In the process, I have become an amateur botanist—learning the names and life cycles of the plants and trees. I know which groves, which bushes, which paths to visit and revisit and when they might shine and smile for my camera (or bear fruit for my foraging). Each walk I take reveals something new, something ephemeral, something that will never quite repeat itself. And I have begun to feel a sense of urgency and responsibility to find and document the sublime, the curious, the wondrous, that I know exists out there at any given moment, just waiting to be found.
Like a botanist, I am beginning to sort and  “classify” my images into their own system of taxonomy—but in an artistic, rather than scientific, manner. The images shown here are of a variety of genus—nascent buds, beguiling tendrils, and other botanical groupings, along with images that reflect our human presence in this space—our homes, our trash... 
Among and embedded in these groupings are my anthropomorphized images—the images that to my eye, can be read as “human;” not necessarily in the literal sense, but rather in the sense of expressing a certain essence of the human condition.  Some to me seem more obvious than others; some can have multiple meanings.
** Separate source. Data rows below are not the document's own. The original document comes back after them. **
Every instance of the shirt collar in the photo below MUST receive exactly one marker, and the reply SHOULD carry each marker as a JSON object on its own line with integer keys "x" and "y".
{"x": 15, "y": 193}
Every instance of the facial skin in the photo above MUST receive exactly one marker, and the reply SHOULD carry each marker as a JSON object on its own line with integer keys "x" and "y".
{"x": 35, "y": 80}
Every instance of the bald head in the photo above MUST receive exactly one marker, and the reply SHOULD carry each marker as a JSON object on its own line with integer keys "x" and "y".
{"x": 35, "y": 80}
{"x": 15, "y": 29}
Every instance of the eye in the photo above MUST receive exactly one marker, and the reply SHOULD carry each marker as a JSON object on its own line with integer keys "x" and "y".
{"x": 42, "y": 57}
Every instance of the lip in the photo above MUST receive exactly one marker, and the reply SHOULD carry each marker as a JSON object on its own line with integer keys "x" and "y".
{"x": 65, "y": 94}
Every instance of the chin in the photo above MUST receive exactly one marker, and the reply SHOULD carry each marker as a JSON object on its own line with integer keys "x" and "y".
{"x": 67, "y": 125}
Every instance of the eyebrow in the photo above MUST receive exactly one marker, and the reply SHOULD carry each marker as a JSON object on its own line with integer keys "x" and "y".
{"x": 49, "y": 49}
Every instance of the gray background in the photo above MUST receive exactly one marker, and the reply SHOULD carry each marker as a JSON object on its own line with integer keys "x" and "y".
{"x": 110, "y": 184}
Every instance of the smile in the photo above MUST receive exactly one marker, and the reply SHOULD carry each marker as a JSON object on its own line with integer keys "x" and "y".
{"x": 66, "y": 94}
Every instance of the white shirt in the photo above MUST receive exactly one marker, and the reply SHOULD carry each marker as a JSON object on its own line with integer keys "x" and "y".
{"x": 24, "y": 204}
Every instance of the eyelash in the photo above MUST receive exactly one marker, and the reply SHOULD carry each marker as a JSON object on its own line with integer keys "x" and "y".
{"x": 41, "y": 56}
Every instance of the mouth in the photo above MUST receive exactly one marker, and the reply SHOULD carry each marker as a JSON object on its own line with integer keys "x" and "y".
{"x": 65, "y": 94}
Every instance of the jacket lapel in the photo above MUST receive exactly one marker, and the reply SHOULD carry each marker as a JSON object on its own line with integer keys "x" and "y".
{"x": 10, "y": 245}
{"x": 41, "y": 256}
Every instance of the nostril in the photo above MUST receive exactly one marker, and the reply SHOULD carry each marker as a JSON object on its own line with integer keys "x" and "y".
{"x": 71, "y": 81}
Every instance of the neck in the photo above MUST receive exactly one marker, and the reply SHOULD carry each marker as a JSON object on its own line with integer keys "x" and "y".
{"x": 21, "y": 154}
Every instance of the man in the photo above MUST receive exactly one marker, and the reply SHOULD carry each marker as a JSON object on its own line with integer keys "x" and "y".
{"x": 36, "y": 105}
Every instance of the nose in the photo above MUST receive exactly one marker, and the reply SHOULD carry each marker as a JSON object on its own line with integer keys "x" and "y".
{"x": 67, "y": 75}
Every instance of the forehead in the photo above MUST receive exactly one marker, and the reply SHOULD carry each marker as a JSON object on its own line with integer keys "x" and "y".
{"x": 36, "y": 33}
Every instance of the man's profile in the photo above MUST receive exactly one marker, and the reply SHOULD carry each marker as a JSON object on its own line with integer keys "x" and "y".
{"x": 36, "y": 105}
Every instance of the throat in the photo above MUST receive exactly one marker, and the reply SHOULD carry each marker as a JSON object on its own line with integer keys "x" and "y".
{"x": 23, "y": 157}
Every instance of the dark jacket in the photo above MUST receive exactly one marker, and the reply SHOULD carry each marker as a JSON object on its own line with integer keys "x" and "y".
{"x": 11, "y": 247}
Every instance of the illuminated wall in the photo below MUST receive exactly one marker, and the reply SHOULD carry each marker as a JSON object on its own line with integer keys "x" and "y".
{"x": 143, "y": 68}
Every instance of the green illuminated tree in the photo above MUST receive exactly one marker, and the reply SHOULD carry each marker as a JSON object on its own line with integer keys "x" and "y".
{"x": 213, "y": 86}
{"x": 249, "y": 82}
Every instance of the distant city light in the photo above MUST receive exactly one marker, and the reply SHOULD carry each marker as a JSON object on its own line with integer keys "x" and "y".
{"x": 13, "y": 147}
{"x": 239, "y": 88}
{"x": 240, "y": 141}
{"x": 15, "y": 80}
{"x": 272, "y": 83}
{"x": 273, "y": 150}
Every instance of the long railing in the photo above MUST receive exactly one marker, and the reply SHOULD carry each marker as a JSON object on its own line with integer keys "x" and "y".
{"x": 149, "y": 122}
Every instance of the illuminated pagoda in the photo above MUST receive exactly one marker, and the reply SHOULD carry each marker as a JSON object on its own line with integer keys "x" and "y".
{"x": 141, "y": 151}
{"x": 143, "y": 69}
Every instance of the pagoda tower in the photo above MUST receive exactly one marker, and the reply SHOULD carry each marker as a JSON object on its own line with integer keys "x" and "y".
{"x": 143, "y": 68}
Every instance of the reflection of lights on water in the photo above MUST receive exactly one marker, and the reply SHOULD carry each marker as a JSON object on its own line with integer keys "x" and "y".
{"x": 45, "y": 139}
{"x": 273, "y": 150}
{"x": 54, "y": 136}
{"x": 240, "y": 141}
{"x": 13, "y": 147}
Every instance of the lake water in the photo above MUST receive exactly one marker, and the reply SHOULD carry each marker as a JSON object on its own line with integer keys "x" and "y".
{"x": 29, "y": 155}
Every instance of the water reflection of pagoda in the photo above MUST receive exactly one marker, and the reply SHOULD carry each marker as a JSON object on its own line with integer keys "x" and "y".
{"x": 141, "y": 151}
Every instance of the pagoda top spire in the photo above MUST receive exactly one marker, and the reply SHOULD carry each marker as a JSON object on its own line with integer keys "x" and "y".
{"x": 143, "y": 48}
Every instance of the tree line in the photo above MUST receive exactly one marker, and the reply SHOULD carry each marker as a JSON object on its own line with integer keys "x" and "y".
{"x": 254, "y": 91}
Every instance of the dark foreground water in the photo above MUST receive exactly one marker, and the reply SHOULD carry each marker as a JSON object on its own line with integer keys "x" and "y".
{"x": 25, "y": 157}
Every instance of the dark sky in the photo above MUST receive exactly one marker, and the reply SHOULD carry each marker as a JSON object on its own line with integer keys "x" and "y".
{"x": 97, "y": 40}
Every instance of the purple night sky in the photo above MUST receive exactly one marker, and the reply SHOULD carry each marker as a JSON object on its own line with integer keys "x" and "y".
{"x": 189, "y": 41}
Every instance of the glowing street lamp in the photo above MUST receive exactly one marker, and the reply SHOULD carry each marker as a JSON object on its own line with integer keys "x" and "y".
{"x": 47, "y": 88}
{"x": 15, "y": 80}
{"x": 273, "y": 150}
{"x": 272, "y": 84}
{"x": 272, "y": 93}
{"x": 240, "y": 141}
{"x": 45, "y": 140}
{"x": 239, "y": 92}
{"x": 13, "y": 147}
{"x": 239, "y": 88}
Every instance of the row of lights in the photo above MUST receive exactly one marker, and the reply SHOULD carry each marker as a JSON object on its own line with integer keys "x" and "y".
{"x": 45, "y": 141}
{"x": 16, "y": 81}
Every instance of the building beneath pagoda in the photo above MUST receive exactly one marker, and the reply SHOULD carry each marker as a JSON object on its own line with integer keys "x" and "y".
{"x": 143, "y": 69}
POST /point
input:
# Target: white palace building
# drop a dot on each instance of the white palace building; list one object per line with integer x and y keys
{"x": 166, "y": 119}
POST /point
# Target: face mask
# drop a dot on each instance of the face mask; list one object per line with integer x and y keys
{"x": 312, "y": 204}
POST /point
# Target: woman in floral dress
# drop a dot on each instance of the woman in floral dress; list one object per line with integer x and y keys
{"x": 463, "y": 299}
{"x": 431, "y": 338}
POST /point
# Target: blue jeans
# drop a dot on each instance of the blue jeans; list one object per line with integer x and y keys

Assembled together I begin to see each image almost as a pictograph, and the order you “read” them tells a story— of life, longing, loss, redemption... These images serve as signifiers, to which each of us brings our own life experiences, expectations and beliefs, and therefore our own interpretations. I invite you to explore and to find your own meaning in these images.
____________________

“The photographer projects himself into everything he sees, identifying himself with everything in order to know it and to feel it better.”